Nous retranscrivons ici les commentaires toujours éclairés de David Jiménez sur son blog.
“Le pays qui ne se respecte plus soi-même”
« En écoutant le débat sur la décadence de l’Espagne, on pourrait en arriver à la conclusion que tout cela est arrivé par accident, que nous avons été frappés par le malheur. Nous parlons des corrompus comme s’ils étaient des extraterrestres venus d’un univers lointain. Nous avons observé et envié les hommes politiques des autres pays, nous sommes surpris par leur statut moral, y compris au moment de reconnaître leurs erreurs et d’abandonner. Et nous nous demandons pourquoi nous devons nous contenter des politiciens médiocres, des lâches et des voyous. Pourquoi ne sont-ils pas ceux élus en Finlande ? Seraient-ils un reflet de la société ?

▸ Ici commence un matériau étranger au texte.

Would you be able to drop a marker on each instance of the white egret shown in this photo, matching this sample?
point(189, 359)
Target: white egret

« L’Espagne se regarde dans le miroir et ne s’aime pas mais elle ne parait non plus disposer à faire grand-chose pour changer. Elle proteste contre les politiciens mais vote toujours pour les mêmes. Elle s’indigne face à la corruption mais elle demande si elle peut payer au black. Elle déteste le népotisme mais qu’est ce qu’il en est de mon neveu. Elle souhaite de la culture mais elle nous offre les émissions de télévision les plus grossières. Et elle exige du respect, même si elle l’a perdu pour elle-même depuis bien longtemps.

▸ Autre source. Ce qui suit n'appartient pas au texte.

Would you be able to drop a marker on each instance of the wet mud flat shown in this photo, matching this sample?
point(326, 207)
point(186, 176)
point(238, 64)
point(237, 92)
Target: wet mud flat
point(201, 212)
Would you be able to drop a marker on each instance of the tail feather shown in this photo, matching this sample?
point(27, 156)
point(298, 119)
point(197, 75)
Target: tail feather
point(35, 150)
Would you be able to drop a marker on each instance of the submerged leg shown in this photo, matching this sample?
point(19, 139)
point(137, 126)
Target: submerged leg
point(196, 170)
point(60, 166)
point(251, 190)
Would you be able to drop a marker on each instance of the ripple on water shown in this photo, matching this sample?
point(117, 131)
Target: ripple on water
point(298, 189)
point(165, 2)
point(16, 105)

Il est possible qu’à cause des faux pas de l’histoire, des différents conflits ou de la malchance, ton pays termine entre les mains de Franco plutôt qu’entre celles de Churchill. Mais rien de tout cela n’a permis la réélection de Zapatero, de Rajoy ou de tous ces gloutons qui occupent depuis des lustres les régions et les mairies. C’est le vote conscient des citoyens. Ce sont les valenciens qui donnent au PP la majorité absolue quelques semaines après que ses dirigeants n’aient été accusés de corruption. Ce sont les andalous qui continuent de soutenir ceux du PSOE qui ont transformé la région en une ferme de corruption, d’immoralité et de despotisme. L’Espagne, de Ceuta à Orense, qui affirme dans les sondages qu’elle serait prête à soutenir à nouveau le bipartisme qui a infesté toutes les institutions, en les mettant à leur service et en appelant cela le « Vote utile ».
« Le résultat, c’est cette Espagne où le Président n’est même pas capable de trouver le courage de répondre aux questions d’un groupe de journalistes quand il est accusé de corruption. C’est l’Espagne des anciens présidents Felipe González et José María Aznar, recevant de l’argent en tant que conseillers des grandes entreprises sur lesquelles ils légiféraient quand ils étaient au pouvoir. C’est l’Espagne de Rodríguez Zapatero arrivé au pouvoir pour diriger la nation avec un CV qui ne lui aurait pas permis de trouver un travail dans une entreprise familiale. C’est l’Espagne d’Ana Botella, qui pendant la crise la plus importante de la mairie de la capitale, et pendant que de nombreuses familles madrilènes enterraient ses filles, cherchait un spa pour se relaxer au Portugal. C’est l’Espagne du Roi qui affirme qu’il est temps de serrer les dents avant de prendre la fuite avec son « cher ami » pour chasser des éléphants en Afrique. C’est l’Espagne de ceux qui sont pour faire un traitement de faveur à Emilio Botín pour qu’il régularise 2000 millions d’euros dont sa famille disposait en Suisse mais qui exploitent jusqu’au dernier centime tous ceux qui ne peuvent pas se payer un ticket de bus à Zurich. L’Espagne de Barcenas, amassant environ 22 millions d’euros quand il faisait les comptes du parti au pouvoir apparemment sans qu’aucun de ses dirigeants s’en aperçoivent. L’Espagne de ces 300 charges publique accusées de corruption qui seront probablement réélues par cette Espagne qui ensuite se demandera qu’est ce qu’elle a fait pour mériter ça. »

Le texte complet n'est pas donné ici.